Этот канон (как всякий, вероятно) возник из анализа шедевров поэзии, которые для индусского (несколько более, чем для европейского) учёного — стали фетишем. Таким образом, более или менее случайный выбор тематики крупным поэтом, ограниченность его тематической изобретательности, — в поздней индусской поэтике стал как бы эстетически мотивированным и обязательным. Эта “случайность” состава канонизованного тематического инвентаря ощущается нами резко в тех случаях, когда канонизованная в другой литературе тема абсолютно беспримерна, чужда нашему аналогичному жанру.

Так, очень авторитетные индусские теоретики поэзии (Маммата и Руйяка) цитируют в качестве высокого образца поэзии (Kavyam) лирико-сатирическую поэму Дамодарагупты (конец VIII в. по Р.Х.) «Наставления сводни», написанную со всеми изысканными приёмами лирической формы, — она вызвала целый ряд подражаний в позднейшей индийской литературе. И тем не менее, выдающийся немецкий индианист  Георг Бюлер  назвал её „древним образцом индийской порнографии”. По-видимому, держась тематического русла европейской поэзии, он мог видеть в ней только явление внелитературное.

5

Итак, можно найти характеристику лирики и в её речевых, знаковых свойствах (здесь имеются в виду ритм, рифма, звукопись, мелодика), и в постоянных тематических элементах. Знаково-речевые элементы лирики всецело обусловлены (в своей функциональной противопоставленности и качественном сродстве) свойствами внепоэтического языка данной культуры. Это самый очевидный и неисчерпаемый пример громадной зависимости искусства от традиционной стихии. Но языки разнятся звуковым строем, поэтому знаково-речевые (как и семантические) системы поэтической речи в разноязычных литературах существенно различны. Следовательно, в них самих по себе, как в частных изменчивых фактах, нельзя выявить основополагающих признаков лирики в мировой литературе, т.е. ‘лирики’ как понятия в системе сравнительной поэтики. Но можно — и следует — искать их в соотношении знаковых и тематических рядов. С другой стороны, и ограниченность круга тематики следует признать проявлением того же закона тяготения к традиции. При этом определение лирики с позиций тематики окажется для каждой литературы отличным от других, следовательно, для общей теории лирики непригодным.

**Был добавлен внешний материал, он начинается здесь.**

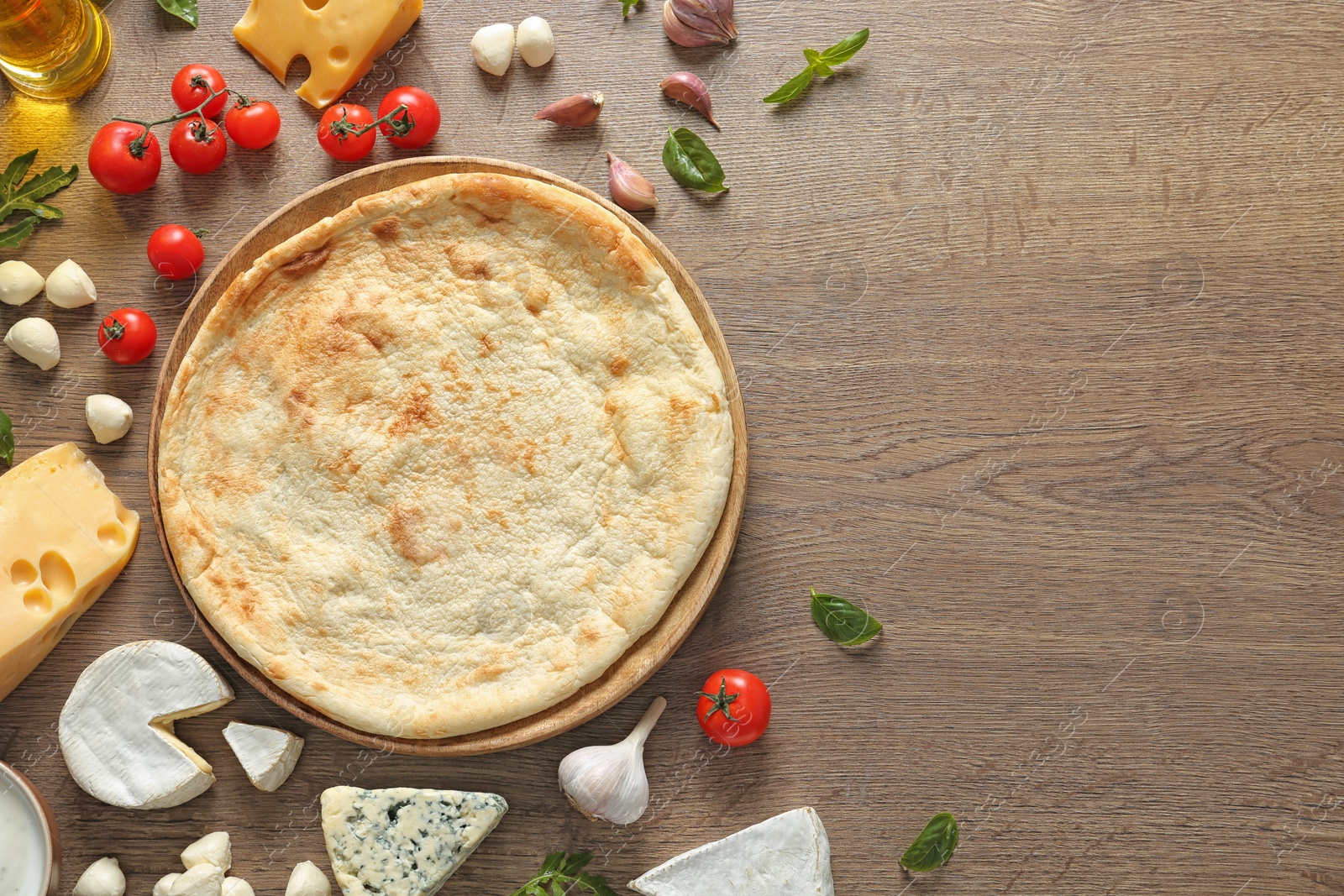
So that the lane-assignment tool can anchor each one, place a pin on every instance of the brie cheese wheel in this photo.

Поэтому представляется целесообразным и методологически менее спорным искать характеристику лирики в соотносительных семантико-фонетических эффектах. Здесь можно прийти к положениям всеобщим, чисто теоретическим, а не историческим или типологическим.

Обычно ритм, рифму, звукопись рассматривают только как явления знаковые, а “метафору”, образность, тематику — только как явления смысловые. Совершенно очевидно, что о любом элементе поэтического языка можно и следовало бы говорить как о двустороннем эстетическом факторе, изучать именно совместное — в известных художественных целях — воздействие знаковой и смысловой его составляющих.

Надеюсь, с этой точки зрения будет пересмотрена вся теория лирики; в рамках нашей статьи намечены лишь некоторые вопросы этого рода.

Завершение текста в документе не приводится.